Batch File Structure

The batch submission file is a YAML file that defines global variables and a list of job templates. SbatchMan will generate a job for each unique combination of parameters.

Top-Level Keys

The file has the following main top-level keys:

  • sequential: If set to true, will ensure that jobs are scheduled sequentially.
  • variables: Defines global variables applicable to all jobs.
  • cluster_name: Optional parameter that defines the cluster configuration to use.
  • jobs: A list of job templates.

The jobs Block

This is a list where each item defines a job template. Each template can have the following keys:

  • config: The name of the configuration to use. This can be dynamic, using variables (e.g., gpu_partition_{gpu_number}).
  • command: A command template for the job.
  • preprocess: An optional command to run before the main command.
  • postprocess: An optional command to run after the main command.
  • variables: A dictionary of variables that apply only to this job template.
  • cluster_name: Optional parameter that defines the cluster configuration to use.
  • config_jobs: A list of variations for this job template. Each variation will generate one or more jobs.

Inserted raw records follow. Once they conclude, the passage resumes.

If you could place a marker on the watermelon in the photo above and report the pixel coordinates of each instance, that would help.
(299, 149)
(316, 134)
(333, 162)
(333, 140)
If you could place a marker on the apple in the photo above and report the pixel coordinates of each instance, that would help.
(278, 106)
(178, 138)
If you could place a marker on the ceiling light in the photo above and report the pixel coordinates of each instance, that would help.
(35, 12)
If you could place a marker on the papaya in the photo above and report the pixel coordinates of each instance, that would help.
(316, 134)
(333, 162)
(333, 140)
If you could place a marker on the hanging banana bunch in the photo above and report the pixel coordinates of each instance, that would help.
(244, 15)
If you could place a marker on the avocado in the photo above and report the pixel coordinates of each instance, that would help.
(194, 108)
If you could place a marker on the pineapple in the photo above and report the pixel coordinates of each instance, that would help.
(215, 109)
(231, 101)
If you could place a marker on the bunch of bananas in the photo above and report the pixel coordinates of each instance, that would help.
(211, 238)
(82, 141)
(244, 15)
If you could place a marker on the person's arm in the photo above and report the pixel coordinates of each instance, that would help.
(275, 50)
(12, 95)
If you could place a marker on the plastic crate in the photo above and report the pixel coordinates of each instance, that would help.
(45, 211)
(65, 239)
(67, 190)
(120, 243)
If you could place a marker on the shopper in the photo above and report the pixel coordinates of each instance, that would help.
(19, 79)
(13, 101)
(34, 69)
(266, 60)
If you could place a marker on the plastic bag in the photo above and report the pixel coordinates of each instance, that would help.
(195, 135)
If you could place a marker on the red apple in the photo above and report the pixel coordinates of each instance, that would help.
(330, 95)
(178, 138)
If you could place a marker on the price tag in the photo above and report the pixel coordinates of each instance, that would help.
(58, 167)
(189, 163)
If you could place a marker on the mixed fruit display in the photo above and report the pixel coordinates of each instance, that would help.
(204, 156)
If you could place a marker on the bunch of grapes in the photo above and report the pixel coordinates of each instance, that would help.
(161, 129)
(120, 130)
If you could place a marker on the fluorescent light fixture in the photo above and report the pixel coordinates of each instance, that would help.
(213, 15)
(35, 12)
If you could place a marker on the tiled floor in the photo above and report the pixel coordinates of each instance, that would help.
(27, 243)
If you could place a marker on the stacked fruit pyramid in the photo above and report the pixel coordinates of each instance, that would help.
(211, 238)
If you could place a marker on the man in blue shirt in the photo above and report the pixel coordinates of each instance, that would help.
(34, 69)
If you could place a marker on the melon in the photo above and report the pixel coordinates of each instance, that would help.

command, preprocess and postprocess can be also set at top-level.

Tip

In general, higher-level variables and blocks can be overwritten by redeclaring them for more specific scopes.

The config_jobs Block

Each entry in the config_jobs list defines a specific set of runs for a configuration and must contain a tag. It can also contain:

  • tag: To define the tag to be assigned to generated jobs.
  • variables: To define or override variables for this specific variation.
  • command: To provide a command that overrides the job template's command.
  • preprocess: To provide a command that sets or overrides the preprocess command.
  • postprocess: To provide a command that sets or overrides the postprocess command.
  • cluster_name: To define or override the cluster configuration for this specific variation.

The variables Block

This section defines variables that will be used to generate different job configurations. The final set of jobs is the Cartesian product of all applicable variable values.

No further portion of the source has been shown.